Role of 5 Alpha Reductase Inhibitor Dutasteride in Decreasing Blood Loss in Trans Urethral Resection of Prostate for Benign Prostatic Hyperplasia
DOI:
https://doi.org/10.61919/hstbq074Keywords:
Benign Prostatic Hyperplasia, Dutasteride, Transurethral Resection of Prostate, Hemoglobin, Blood Loss, 5-alpha Reductase Inhibitors, Perioperative CareAbstract
Background: Benign prostatic hyperplasia (BPH) is a prevalent condition in aging males that often necessitates transurethral resection of the prostate (TURP), a procedure commonly associated with significant intraoperative bleeding. While 5α-reductase inhibitors like dutasteride are known to reduce prostate volume, their efficacy in minimizing surgical blood loss remains inconclusive across existing literature. Objective: To evaluate the effectiveness of short-term preoperative administration of dutasteride in reducing intraoperative blood loss during TURP in patients with benign prostatic hyperplasia. Methods: This randomized controlled trial was conducted at the Institute of Kidney Diseases, Peshawar, over six months, involving 120 male patients aged 50–80 years with ultrasonographically confirmed BPH and prostate volume >30 grams.

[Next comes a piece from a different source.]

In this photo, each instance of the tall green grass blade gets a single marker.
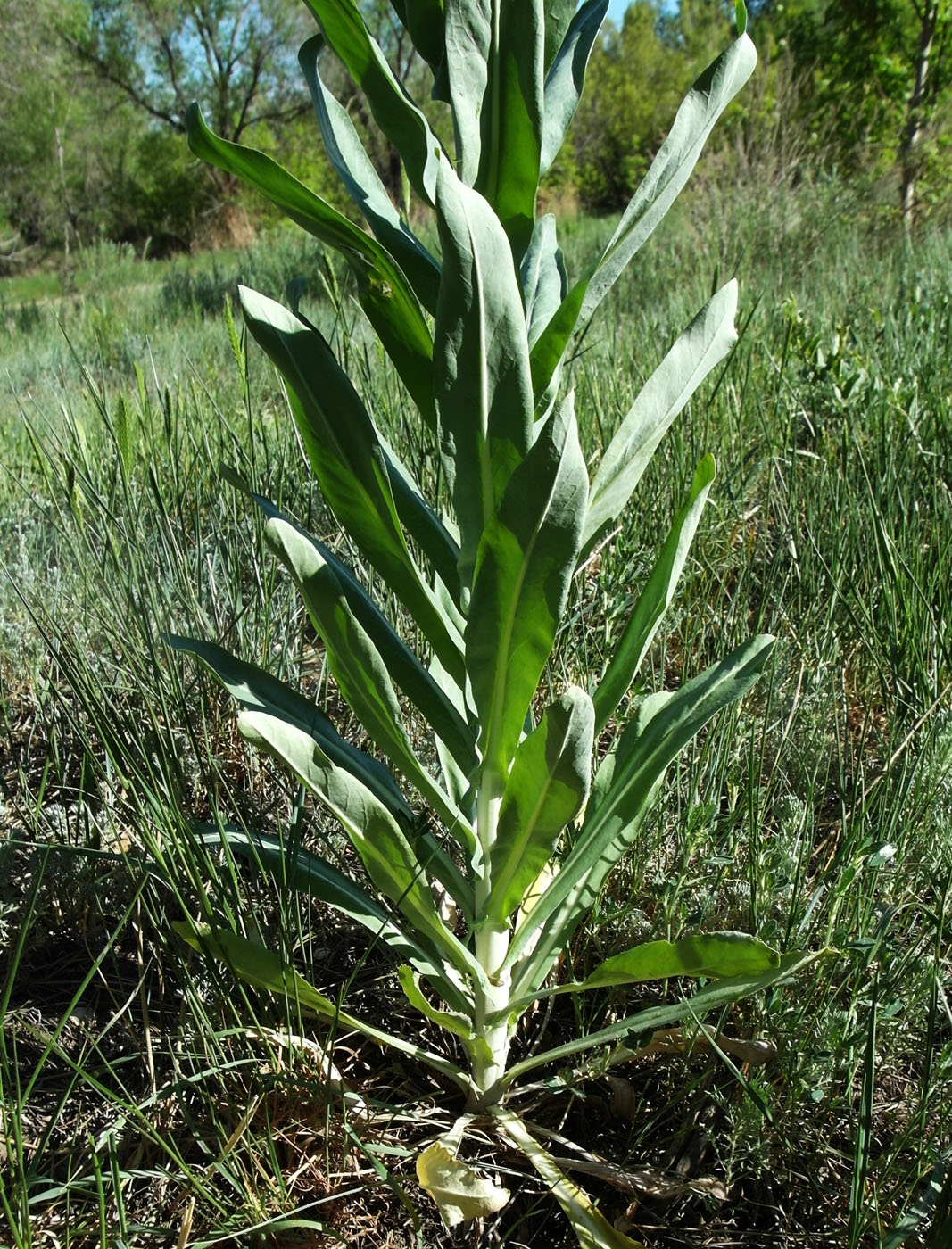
(654, 601)
(265, 970)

Participants were randomized into two groups: one received oral dutasteride (0.5 mg daily) for four weeks preoperatively; the control group underwent TURP without pretreatment. Patients with prostate cancer, urinary tract infection, prior prostate surgery, or recent 5α-reductase use were excluded. Pre- and postoperative hemoglobin levels were measured to assess blood loss, and transfusion need was recorded. Statistical analysis was performed using SPSS v23 with t-tests and chi-square tests; p ≤ 0.05 was considered significant. Institutional ethical approval was obtained in accordance with the Helsinki Declaration. Results: The mean hemoglobin drop was significantly lower in the dutasteride group (1.0 ± 0.4 g/dL) compared to controls (1.5 ± 0.5 g/dL; p = 0.002, Cohen’s d = 1.05). Transfusion was required in only 1.7% of dutasteride-treated patients versus 13.3% in controls (OR = 9.0, 95% CI: 1.1–74.6; p = 0.03). Conclusion: Preoperative dutasteride for four weeks significantly reduces intraoperative blood loss and transfusion rates in patients undergoing TURP for BPH, offering a safe and effective strategy to improve surgical outcomes and reduce perioperative risk in high-volume prostate cases.